My dealing with alfalfa and clover is they take a year or so to get going well. My alfalfa is four years old and this year it has been doing super. I had luck with just tossing field rye around 1 sep last year right on the ground. It got up to about 5-6 feet this summer. I got it cut off when it was going to seed and now I have a nice new growth for this fall. 

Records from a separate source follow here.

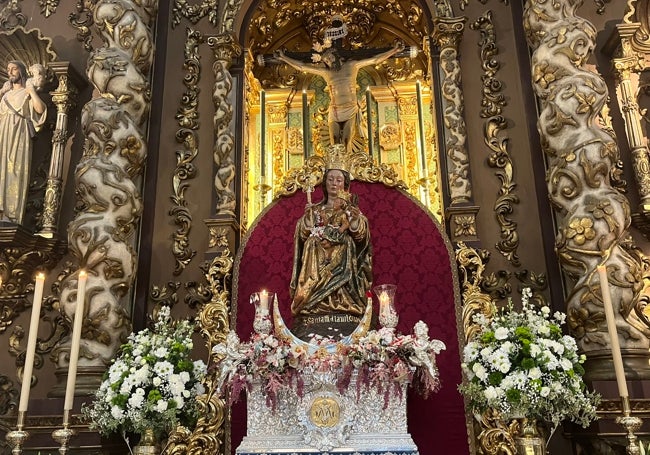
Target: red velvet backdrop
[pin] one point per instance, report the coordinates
(410, 252)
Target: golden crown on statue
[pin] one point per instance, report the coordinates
(337, 157)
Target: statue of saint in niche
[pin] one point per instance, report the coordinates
(332, 265)
(22, 112)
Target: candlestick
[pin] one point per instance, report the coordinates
(613, 333)
(305, 125)
(263, 133)
(369, 115)
(383, 304)
(423, 152)
(264, 301)
(76, 341)
(63, 435)
(31, 343)
(632, 424)
(16, 438)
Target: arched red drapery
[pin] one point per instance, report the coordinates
(410, 251)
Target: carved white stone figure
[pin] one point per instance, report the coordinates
(20, 106)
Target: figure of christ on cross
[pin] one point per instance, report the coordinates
(340, 74)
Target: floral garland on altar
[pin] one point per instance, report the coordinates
(382, 360)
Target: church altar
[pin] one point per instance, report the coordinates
(326, 420)
(340, 396)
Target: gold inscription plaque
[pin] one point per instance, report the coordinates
(324, 412)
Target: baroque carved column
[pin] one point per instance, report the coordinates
(225, 48)
(447, 34)
(592, 216)
(64, 98)
(107, 185)
(631, 44)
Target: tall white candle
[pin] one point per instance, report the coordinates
(369, 115)
(423, 151)
(31, 343)
(76, 341)
(305, 125)
(264, 302)
(384, 300)
(263, 133)
(613, 333)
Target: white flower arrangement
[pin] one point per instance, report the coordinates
(152, 384)
(382, 359)
(522, 365)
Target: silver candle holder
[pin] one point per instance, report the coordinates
(631, 425)
(63, 435)
(17, 437)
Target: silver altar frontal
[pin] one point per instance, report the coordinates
(360, 420)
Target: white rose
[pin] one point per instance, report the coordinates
(501, 333)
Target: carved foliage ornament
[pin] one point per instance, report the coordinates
(106, 177)
(493, 103)
(594, 215)
(225, 48)
(277, 17)
(187, 116)
(209, 434)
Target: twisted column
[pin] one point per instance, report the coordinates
(592, 216)
(107, 185)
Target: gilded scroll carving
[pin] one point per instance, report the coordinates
(493, 103)
(82, 20)
(194, 13)
(209, 434)
(362, 167)
(593, 217)
(225, 48)
(361, 18)
(48, 7)
(632, 47)
(187, 116)
(448, 33)
(11, 16)
(108, 196)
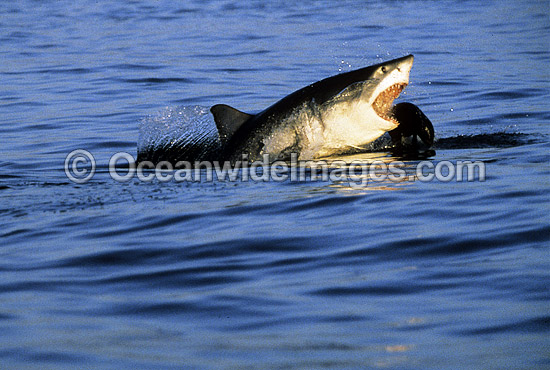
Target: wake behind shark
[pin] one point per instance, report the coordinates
(338, 115)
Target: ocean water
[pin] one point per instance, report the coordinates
(271, 275)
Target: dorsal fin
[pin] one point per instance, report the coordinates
(228, 120)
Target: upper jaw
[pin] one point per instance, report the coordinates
(390, 87)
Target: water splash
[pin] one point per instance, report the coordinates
(178, 133)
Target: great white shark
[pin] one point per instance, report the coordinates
(337, 115)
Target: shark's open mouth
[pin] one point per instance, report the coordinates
(383, 102)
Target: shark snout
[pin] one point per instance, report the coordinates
(404, 64)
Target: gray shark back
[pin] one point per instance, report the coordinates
(243, 133)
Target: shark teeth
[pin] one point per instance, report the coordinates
(384, 100)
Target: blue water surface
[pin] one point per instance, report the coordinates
(271, 275)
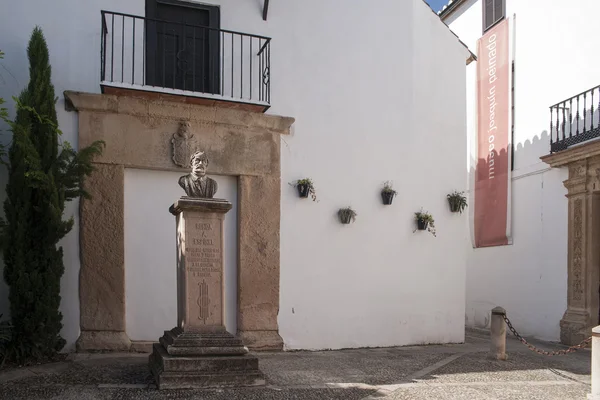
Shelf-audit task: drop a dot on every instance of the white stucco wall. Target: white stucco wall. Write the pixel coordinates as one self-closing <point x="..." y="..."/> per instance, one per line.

The rye seems to be best after a few freezes so then you have the best of both worlds. A fellow that works for the DNR told me that they plant rye and buckwheat together for plots as the buckwheat protects the rye till frost. I'm going to toss in some rape with this combo too. Good luck......marty


----------



## sargent (Oct 1, 2001)

wait till the middle of august to disk under the buckwheat.

Then immediately, cultipak, spread your clover/alfalfa seed cultipak again.

Then, Do a rain dance.


----------



## jamie7117 (Aug 15, 2001)

OK, sarge. that's the plan.


i just kills me to disk that beautifully lush buckwheat under, after doing more than my share of rain dances already, LOL!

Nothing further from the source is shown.